Wanted: A Misplaced (no longer retained) Manuscript

This was supposed to be the post in which I announced how wonderful it is to be editing.  When friends such as Pat Esden talked about how much they enjoyed editing and re-writing their WIP, I wondered who their dealer was.

But I’ve really been loving round two.  It’s been nearly six months since I typed the last words.  I’ve gone through the stage where I was convinced the darling needed only the attention of one agent and it would be off to instant stardom.  I resisted the stage in which I thought burning would be too good for it, though complete and total chemical annihilation might work.  I spent weeks working on back history, studying plot arcs, dissecting plot point instructions, re-writing the synopsis, and trying out different queries.

This week I printed the whole thing out and started critiquing it just like I would do for a friend, or perhaps like a critique for a friend on steroids.  The critique.  My friends don’t want to be buff that way.

And I loved it!  So many ideas, lots of wonderful solutions already hidden in the manuscript and ready to be teased out, and the boring parts could be shed like so much dead skin.

But why is this post not about the joys of re-writing?  Why am I not editing my way to nirvana right now?  Because I took the WIP to the pool today…and I didn’t bring it home.
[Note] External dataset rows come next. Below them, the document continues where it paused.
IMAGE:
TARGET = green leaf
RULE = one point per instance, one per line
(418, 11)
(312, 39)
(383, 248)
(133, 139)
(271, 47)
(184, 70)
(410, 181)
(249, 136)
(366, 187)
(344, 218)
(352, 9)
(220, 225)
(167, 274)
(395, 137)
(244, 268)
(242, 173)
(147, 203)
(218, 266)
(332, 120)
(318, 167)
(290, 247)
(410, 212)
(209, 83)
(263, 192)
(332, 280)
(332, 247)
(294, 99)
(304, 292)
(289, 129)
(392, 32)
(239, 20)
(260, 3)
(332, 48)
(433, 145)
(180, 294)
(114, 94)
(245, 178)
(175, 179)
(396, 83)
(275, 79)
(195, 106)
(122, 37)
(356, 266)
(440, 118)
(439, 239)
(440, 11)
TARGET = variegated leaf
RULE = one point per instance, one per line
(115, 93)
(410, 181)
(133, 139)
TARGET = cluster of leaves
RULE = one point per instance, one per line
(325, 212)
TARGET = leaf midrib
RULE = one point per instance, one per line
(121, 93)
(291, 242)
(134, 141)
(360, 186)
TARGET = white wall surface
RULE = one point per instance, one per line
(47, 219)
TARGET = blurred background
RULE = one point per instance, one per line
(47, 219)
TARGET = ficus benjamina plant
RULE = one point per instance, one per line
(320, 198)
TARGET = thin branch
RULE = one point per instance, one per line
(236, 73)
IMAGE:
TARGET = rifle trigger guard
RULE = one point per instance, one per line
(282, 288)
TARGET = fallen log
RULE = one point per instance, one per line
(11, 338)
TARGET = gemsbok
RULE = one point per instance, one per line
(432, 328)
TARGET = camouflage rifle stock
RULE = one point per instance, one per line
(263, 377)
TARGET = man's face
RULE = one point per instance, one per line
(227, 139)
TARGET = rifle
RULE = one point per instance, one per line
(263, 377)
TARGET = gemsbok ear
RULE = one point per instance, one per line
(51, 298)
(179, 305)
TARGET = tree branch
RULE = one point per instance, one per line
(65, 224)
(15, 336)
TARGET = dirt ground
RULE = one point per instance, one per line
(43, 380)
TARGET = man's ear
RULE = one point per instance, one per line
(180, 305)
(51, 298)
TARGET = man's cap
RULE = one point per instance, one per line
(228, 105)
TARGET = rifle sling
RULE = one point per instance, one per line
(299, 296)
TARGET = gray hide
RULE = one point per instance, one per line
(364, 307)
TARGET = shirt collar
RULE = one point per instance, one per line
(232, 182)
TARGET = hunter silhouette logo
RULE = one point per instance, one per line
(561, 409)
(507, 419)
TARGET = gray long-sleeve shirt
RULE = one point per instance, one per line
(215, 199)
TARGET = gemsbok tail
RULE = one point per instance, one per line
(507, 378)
Luckily it was not drowned, and while I haven’t in fact set eyes on it, I’m told it’s in good hands and has been rescued from the night winds.  I plan a reunion tomorrow, and must now only pray that the WIP will not hold my neglect against me, and will recognize that it was not maliciously abandoned, but only temporarily misplaced.  Certainly not that word which begins with L and rhymes with cost.